Das Verfahren der Meldepflicht für ausländische Staatsbürger, die sich auf dem Territorium Russlands aufhalten, legt der Abschnitt 3 des Föderalen Gesetzes "Über die Rechtslage von ausländischen Bürgern auf dem Territorium der Russischen Föderation" fest. Es schreibt die Meldepflicht des Bürgers bei den Organen für Inneres unter Vorlage der Migrationskarte mit dem Vermerk der Grenzbehörde über die Einreise nach Russland und des Personaldokuments fest.

Der Ausländer ist verpflichtet, sich binnen drei Arbeitstage nach Ankunft in der Russischen Föderation anzumelden.
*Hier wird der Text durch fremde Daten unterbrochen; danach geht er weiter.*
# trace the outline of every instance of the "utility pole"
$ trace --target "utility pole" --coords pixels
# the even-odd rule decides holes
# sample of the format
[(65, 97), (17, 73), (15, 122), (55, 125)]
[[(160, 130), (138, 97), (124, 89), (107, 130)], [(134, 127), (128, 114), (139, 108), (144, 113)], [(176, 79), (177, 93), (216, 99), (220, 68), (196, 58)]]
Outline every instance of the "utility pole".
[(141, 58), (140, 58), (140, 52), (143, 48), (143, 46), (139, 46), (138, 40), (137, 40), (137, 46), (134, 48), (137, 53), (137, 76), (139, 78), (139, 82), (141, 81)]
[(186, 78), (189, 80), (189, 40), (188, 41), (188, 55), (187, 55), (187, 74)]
Das Anmeldeformular kann er persönlich oder über die Einrichtung einreichen, die ihn zu dem Aufenthalt eingeladen hat, so das russische Außenministerium.

"Die Anmeldung der ausländischen Bürger stellt eine Informationspflicht dar, nicht jedoch einen Antrag, der der Genehmigung bedarf. Insofern stellt sie keinen analogen Vorgang zur Visa-Gewährung dar", heißt es in dem Kommentar.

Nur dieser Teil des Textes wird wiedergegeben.